The Manchester, NH Police Department will be hosting an entry-level police exam on Saturday, March 21, 2015. Applications and information can be obtained by visiting www.manchesternh.gov/jobs or www.manchesterpd.com. The deadline for application is Thursday, March 12, 2015.
The Manchester Police Department is a progressive, Nationally Accredited Agency with over 200 sworn police officers. The City of Manchester is the largest city in the State of New Hampshire. It has approximately 110,000 residents. It is centrally located, within an hour from Boston.
The City of Manchester provides a comprehensive benefits package.
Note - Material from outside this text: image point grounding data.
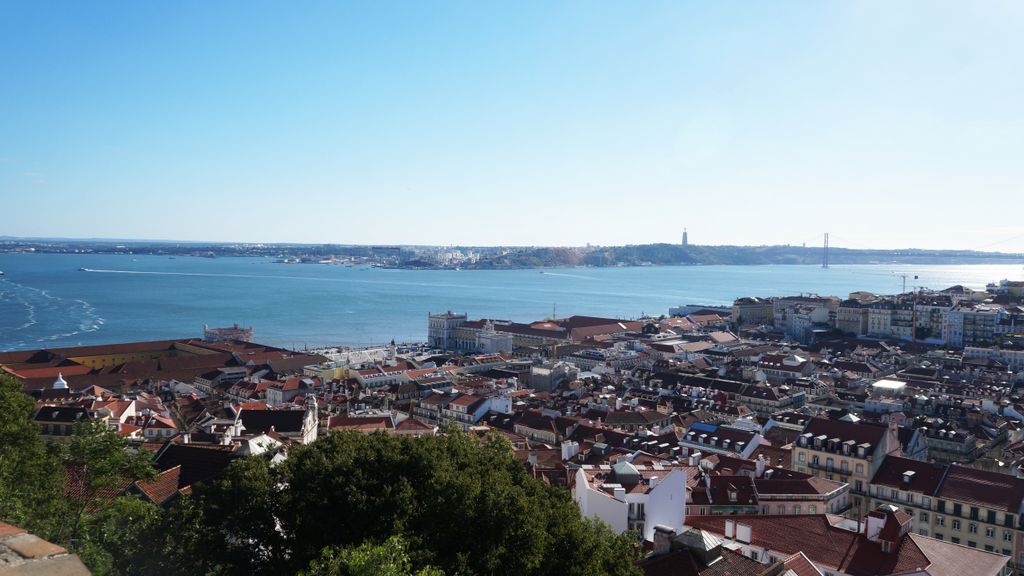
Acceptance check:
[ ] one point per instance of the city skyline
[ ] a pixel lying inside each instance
(421, 124)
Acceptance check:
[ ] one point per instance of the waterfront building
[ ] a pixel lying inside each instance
(227, 334)
(752, 312)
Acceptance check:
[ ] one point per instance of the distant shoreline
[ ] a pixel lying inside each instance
(418, 257)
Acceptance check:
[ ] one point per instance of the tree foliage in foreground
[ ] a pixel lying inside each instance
(389, 559)
(348, 504)
(460, 505)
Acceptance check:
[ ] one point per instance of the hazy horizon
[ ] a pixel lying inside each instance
(44, 239)
(519, 124)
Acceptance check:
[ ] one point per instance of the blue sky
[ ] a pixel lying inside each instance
(888, 124)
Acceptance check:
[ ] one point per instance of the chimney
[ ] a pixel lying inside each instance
(663, 539)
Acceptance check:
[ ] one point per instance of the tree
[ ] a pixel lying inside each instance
(119, 539)
(238, 532)
(99, 465)
(31, 481)
(389, 559)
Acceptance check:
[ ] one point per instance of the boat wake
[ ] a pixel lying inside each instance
(41, 309)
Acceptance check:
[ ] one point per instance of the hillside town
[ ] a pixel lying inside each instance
(795, 435)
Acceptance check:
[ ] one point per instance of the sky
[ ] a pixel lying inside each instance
(886, 124)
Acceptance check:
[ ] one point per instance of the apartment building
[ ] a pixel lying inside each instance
(846, 451)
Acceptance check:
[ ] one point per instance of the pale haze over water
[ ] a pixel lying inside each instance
(46, 301)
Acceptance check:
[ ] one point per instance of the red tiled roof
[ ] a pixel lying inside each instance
(992, 490)
(821, 542)
(163, 487)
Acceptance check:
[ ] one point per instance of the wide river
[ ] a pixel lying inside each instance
(46, 300)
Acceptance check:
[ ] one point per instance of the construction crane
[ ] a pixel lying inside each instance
(903, 276)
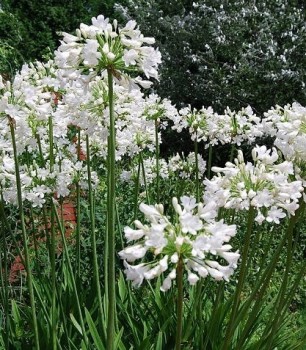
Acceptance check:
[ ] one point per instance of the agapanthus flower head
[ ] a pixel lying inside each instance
(264, 184)
(193, 237)
(213, 128)
(103, 45)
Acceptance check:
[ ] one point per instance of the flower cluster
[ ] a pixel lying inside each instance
(185, 166)
(32, 104)
(265, 185)
(177, 166)
(103, 45)
(195, 238)
(213, 128)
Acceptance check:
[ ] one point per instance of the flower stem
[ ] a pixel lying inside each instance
(52, 245)
(24, 237)
(241, 279)
(179, 306)
(137, 183)
(78, 213)
(196, 152)
(93, 236)
(157, 160)
(111, 217)
(209, 162)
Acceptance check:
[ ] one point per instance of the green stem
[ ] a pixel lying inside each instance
(4, 275)
(137, 189)
(179, 307)
(196, 152)
(71, 272)
(144, 178)
(52, 246)
(241, 278)
(157, 160)
(111, 217)
(78, 213)
(209, 161)
(233, 149)
(93, 238)
(24, 237)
The starting salary is $48,880. Additional pay for those candidates that speak Spanish, Portuguese, Arabic, Bosnia or Russian.
Additional information can be obtained by contacting Officer Carl Accorto at 603-792-5452.


----------



## Pvt. Cowboy

I swear to Christ... If you don't take this Hush... 

Pretty sure I read they hired like, 9 guys off the last test? 
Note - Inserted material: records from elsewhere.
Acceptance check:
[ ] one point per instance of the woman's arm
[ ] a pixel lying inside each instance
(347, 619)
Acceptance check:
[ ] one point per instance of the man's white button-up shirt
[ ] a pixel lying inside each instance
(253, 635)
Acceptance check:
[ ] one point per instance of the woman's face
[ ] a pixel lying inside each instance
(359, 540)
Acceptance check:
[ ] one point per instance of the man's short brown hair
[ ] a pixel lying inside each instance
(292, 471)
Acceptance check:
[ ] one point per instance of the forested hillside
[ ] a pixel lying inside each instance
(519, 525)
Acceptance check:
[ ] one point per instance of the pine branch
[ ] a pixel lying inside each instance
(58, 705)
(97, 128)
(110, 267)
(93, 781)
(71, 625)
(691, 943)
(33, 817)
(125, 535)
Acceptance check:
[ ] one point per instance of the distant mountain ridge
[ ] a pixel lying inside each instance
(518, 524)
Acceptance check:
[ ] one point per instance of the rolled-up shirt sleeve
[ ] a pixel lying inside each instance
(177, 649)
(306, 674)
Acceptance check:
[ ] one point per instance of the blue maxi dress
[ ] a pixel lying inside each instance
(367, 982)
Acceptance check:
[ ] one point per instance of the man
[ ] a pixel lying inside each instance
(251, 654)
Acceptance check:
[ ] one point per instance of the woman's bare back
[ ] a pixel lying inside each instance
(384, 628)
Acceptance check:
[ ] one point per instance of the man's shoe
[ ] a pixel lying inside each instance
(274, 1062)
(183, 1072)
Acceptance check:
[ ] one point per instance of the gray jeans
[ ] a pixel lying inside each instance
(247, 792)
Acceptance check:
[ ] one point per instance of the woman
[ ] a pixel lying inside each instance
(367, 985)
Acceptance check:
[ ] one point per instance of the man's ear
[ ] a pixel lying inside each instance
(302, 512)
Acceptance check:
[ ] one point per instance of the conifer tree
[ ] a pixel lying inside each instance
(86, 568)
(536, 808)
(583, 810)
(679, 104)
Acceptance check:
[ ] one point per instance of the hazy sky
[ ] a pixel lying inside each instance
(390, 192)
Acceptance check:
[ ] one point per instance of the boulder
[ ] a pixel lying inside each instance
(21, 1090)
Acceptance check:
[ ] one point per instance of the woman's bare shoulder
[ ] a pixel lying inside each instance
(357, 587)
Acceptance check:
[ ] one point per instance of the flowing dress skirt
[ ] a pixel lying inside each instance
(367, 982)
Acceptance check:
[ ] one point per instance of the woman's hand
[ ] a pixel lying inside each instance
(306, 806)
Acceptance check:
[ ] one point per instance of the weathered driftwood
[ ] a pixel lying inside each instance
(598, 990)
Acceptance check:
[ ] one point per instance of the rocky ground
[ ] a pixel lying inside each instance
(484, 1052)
Maybe Ofc. Accorto can verify that.


----------



## RodneyFarva

Pvt. Cowboy said:


> I swear to Christ... If you don't take this Hush...
> 
> Pretty sure I read they hired like, 9 guys off the last test?
> 
> Maybe Ofc. Accorto can verify that.


lead by example buddy!


----------



## Pvt. Cowboy

RodneyFarva said:


> lead by example buddy!












I threw that after my last FU letter in 2013.


----------



## RodneyFarva

I still say you should try part time patrol work.


----------



## felony

Manchester hires a lot of "laterals" from other communities. Its only a department of 230, not including "reserves" so there isn't a huge amount of turn over, despite having multiple tests and on going recruitments. I was at a Monarchs game a few years ago and chatted up a Sergeant on a detail. He basically told me, all I had to do was fill out an application, pass the BI and I could start almost immediately.

Hind sight is 20/20 and I should have followed his advice. Sadly, I stuck it out where I am and now they have a visible tattoo policy, which I will not pass. Manchester is the largest city with the largest police department in the state and they are very busy.


----------